The ASRock P67 Extreme4 might fit your needs, it's only $159 at Newegg. Since other ASRock boards sometimes limit CPU voltage, I downloaded the manual and saw the max you can raise voltage is 0.500, which for most people is more than enough to get 4.6-4.8 gig out of the Sandy Bridge. But, for the extreme overclockers with better cooling solutions, this might not be enough voltage to make you happy.
The socket has lost a pin: now 1155 instead of 1156 IIRC.
How do you know the price? It's not listed.
x58 still seems like a better performer
x58 still seems like a better performer
x58 still seems like a better performer
Aye, please do tell how you came to that conclusion? Clock-for-clock in every bench in my review (minus PoV Ray & 7zip), X58 lost to Sandy Bridge. Just as one example, the Pifast result I got at 5GHz was a mere .01s slower than a 980X at 6GHz on the bot, and mine was with a completely un-tweaked, 24/7 use copy of Windows 7 x64.
If you commonly use applications that require 12 threads of computing power, the X58 platform with an Intel hex-core is the way to go. Likewise, if you find yourself dissatisfied with results under ~6GHz, or you simply find it boring to overclock with a multiplier and not much else, X58 may be better. For all other purposes, it seems Sandy Bridge is the way to go.
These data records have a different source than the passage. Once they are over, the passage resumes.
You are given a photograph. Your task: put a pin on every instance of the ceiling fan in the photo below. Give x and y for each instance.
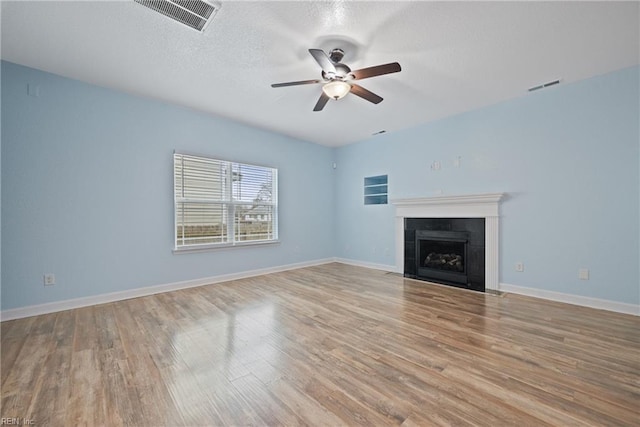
(338, 78)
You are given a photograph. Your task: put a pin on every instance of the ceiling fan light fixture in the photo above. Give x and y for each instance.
(336, 89)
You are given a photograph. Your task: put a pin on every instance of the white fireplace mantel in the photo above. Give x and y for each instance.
(465, 206)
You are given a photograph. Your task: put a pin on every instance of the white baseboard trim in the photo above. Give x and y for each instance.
(357, 263)
(52, 307)
(619, 307)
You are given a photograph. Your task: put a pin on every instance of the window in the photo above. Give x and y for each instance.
(220, 203)
(375, 190)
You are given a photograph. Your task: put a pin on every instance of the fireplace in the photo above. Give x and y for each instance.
(481, 259)
(446, 250)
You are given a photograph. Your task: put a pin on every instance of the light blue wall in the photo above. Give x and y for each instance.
(87, 190)
(568, 158)
(86, 176)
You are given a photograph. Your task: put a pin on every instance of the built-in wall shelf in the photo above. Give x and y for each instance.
(375, 190)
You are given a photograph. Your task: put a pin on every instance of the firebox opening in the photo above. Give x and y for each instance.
(442, 255)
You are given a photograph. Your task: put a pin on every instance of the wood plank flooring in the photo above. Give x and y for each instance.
(328, 345)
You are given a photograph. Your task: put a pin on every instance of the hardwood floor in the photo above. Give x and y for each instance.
(326, 345)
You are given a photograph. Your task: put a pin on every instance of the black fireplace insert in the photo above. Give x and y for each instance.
(446, 250)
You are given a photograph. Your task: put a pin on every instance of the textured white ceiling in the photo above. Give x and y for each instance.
(455, 56)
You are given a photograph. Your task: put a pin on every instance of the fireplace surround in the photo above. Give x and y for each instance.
(485, 206)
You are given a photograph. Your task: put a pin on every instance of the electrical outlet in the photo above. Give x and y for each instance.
(49, 279)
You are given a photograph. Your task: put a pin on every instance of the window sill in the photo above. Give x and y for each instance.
(214, 247)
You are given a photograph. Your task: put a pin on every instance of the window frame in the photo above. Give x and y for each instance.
(229, 206)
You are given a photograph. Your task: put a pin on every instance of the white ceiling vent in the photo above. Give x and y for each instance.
(193, 13)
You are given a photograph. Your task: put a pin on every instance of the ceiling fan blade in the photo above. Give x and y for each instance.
(323, 60)
(365, 94)
(378, 70)
(301, 82)
(321, 102)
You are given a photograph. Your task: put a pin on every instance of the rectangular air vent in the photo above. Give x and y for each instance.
(545, 85)
(193, 13)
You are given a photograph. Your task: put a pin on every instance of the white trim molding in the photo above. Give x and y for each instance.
(485, 206)
(371, 265)
(618, 307)
(52, 307)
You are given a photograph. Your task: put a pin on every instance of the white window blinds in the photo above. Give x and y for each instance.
(223, 203)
I'd love to see some of your 5Ghz results
Just the 3DMarks. Once I have an opportunity I'll run a couple.
From the reviews I've seen, Sandy Bridge kicks butt in gaming benchmarks. Even the i5 2500K version is excellent and does almost as well as bigger brother i7 2600K. The real difference is the i7 verson has HT enabled for a total of 8 threads, where as the i5 don't.
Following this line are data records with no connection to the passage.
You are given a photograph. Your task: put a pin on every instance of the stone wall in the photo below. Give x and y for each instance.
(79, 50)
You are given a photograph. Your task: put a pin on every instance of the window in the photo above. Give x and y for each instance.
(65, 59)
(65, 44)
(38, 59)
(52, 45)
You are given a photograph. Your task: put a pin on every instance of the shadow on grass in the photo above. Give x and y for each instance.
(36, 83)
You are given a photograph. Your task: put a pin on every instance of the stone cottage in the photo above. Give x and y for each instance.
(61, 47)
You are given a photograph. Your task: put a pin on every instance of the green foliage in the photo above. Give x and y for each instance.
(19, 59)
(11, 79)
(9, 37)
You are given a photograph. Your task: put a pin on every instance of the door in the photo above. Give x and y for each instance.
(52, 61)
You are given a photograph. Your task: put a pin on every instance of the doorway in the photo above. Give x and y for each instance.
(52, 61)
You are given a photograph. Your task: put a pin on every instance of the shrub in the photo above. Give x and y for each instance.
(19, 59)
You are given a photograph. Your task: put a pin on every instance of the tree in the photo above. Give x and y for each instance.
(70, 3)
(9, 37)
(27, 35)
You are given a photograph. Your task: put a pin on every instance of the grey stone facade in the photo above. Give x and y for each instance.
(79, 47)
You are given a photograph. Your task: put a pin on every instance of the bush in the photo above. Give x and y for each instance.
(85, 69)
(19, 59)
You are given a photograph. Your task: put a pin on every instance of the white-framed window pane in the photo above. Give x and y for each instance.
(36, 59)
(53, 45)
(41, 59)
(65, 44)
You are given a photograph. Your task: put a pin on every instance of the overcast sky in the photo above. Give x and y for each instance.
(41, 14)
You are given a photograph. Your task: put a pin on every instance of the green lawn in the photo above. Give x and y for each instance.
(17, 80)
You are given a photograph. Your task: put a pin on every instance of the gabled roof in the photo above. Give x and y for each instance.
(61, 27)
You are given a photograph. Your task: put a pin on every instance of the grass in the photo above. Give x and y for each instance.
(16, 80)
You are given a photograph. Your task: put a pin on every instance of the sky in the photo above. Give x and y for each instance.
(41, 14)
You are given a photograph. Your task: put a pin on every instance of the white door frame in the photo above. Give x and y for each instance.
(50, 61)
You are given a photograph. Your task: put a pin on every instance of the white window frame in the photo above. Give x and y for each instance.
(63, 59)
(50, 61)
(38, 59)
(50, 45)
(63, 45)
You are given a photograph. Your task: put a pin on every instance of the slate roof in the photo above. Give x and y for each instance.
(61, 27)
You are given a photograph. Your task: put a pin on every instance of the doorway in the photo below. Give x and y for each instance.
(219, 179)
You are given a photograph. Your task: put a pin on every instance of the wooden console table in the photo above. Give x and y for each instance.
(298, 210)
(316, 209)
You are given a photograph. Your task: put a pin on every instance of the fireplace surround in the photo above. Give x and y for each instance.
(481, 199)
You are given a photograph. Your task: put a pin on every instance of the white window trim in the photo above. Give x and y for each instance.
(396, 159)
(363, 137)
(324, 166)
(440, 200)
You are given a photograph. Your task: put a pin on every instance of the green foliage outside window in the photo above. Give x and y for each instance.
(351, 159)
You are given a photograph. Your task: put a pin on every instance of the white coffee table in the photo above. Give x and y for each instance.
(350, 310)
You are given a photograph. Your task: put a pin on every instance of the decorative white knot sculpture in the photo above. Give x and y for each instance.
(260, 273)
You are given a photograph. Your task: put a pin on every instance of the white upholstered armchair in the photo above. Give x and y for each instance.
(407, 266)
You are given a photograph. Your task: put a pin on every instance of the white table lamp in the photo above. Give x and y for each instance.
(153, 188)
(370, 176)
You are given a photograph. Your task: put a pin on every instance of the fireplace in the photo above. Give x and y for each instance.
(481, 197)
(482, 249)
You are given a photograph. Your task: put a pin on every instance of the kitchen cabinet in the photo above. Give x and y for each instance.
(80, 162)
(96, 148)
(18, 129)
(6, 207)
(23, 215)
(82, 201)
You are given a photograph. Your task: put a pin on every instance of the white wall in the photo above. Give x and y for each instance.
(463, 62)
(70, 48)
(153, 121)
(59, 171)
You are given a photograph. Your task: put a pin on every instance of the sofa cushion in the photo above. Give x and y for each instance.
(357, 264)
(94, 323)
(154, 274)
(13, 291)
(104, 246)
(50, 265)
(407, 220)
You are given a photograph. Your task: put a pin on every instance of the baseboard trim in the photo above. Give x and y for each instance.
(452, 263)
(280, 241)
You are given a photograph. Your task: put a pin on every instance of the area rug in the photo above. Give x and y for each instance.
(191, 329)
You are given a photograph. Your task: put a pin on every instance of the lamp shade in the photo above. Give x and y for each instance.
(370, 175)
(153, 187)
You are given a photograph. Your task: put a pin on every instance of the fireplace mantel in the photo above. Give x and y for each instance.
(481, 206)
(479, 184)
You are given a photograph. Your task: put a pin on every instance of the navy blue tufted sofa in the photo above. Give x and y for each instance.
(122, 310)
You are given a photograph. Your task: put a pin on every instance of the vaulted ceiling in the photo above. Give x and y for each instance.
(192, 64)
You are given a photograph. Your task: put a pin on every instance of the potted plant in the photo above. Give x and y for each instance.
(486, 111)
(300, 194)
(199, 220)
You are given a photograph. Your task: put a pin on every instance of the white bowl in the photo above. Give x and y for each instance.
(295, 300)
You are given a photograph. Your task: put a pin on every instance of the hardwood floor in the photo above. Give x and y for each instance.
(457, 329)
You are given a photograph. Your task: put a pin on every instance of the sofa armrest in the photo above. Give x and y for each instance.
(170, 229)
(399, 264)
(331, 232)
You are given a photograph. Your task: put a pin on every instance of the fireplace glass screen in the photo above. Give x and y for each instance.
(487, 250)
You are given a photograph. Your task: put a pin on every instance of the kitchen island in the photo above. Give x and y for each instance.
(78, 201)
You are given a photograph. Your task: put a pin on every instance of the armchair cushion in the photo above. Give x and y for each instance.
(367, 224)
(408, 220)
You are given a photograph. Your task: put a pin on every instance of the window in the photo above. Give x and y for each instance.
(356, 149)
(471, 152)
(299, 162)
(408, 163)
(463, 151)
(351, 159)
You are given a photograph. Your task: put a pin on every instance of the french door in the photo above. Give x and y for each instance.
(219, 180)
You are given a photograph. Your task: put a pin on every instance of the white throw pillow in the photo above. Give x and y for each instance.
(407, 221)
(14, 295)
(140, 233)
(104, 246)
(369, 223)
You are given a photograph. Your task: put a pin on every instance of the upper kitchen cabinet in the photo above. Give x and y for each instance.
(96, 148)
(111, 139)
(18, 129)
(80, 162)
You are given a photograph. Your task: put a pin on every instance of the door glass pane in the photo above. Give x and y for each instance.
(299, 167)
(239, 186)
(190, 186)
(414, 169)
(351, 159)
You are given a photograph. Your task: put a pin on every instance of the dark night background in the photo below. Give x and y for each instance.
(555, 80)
Here are my thoughts. If you already have a 1366 socket i7 like the 920, you certainly have a good system and don't really need to upgrade (although for most things it still is an upgrade). The high end hex core CPUs are the only thing really giving Sandy Bridge a run for the money, but at a much higher cost. For those like me that are stuck in the past and are still running a 775 socket, well the Sandy Bridge looks pretty awesome and would definitely be a worthy upgrade.
Bit disappointed in Intel for not releasing a six and eight core version. Hopefully it will be later this year before q4 of 2011 or I might have to go with AMD for an 32nm eight core solution.